Mai avrei pensato che, a fianco a me, in queste notti gelide, scandite dal monotono ululare dei coyote, ci sarebbero stati altri corpi.
Corpi morbidi ed arrendevoli come la sabbia delle dune che ci circonda.
Appassionati e vibranti come i tamburi suonati da questa gente.
Mai avrei pensato di chiudere il velo che dal soffitto della tenda scende a contornare il letto, non per pudore, ma per il suo esatto contrario. Per esibirmi.
Invece sono qui, ora, con una donna che adoro sdraiata pigramente sui cuscini color porpora. Con un'altra, al di là del velo, che ci sta supplicando di uscire da questa alcova, per appagare anche lei, alla fine.
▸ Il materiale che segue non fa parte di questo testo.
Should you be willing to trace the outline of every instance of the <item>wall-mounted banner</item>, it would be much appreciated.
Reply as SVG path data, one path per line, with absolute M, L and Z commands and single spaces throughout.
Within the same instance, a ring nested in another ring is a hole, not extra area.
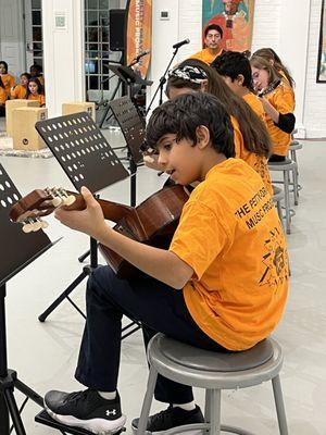
M 254 0 L 202 0 L 202 27 L 218 24 L 224 50 L 251 49 Z
M 127 4 L 127 65 L 133 60 L 151 49 L 151 24 L 152 2 L 151 0 L 128 0 Z M 147 76 L 150 63 L 150 53 L 141 57 L 138 70 L 142 78 Z

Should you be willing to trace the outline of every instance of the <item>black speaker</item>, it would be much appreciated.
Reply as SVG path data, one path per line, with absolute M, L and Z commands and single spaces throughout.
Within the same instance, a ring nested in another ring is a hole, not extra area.
M 110 29 L 110 50 L 125 50 L 125 32 L 126 32 L 126 11 L 124 9 L 111 9 L 109 11 L 109 29 Z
Povera, dolce bimba.
L'ho fatta accomodare un'ora fa, splendidamente nuda, su una poltroncina di velluto rosso, a pochi passi dal nostro letto. Le ho legato le mani dietro lo schienale, per impedirle di toccarsi, e ho agganciato il guinzaglio al piccolo collare nero che porta al collo, incatenandola così ad una gamba della poltrona, col velluto nero di questo delizioso guinzaglio da cagnetta. Ho preso un' arancia e l'ho appoggiata sulle labbra del suo sesso già gonfie, divaricandole. Poi le ho chiuso le gambe, legandole strettamente fra di loro. Alla fine l'ho salutata leccandole le labbra, lentamente. "Divertiti". Così le ho detto.
Ho scostato solo di poco il velo che ricopre il mio bel letto e sono entrata. La mia amante, mollemente sdraiata sui cuscini, mi ha sorriso.
Il velo di canapa, leggerissimo, ci ha protetto e mostrato, in controluce, in tutta la nostra splendida lussuria. Ha sfumato i nostri contorni, ma non ha celato nessun particolare alla nostra compagna di giochi...
Abbiamo sentito i suoi gemiti farsi sempre più acuti, e il suo respiro farsi sempre più affannoso, senza esplodere mai. Abbiamo immaginato i suoi seni urlare per la mancanza delle nostre labbra rudi, il suo sesso grondare lacrime per il piacere monotono e devastante di quell'oggetto fermo. Abbiamo nutrito la nostra eccitazione della sua impotenza. Ci siamo carezzate, leccate, ponendo i nostri capezzoli erti perfettamente in controluce, perché lei li vedesse, e ne morisse. Abbiamo frugato i nostri sessi con dolcezza, prima, con urgenza, poi, spalancando le nostre gambe così vicino al velo da farle sentire i nostri odori. Abbiamo gridato la nostra voglia, ignorando le sue, di urla.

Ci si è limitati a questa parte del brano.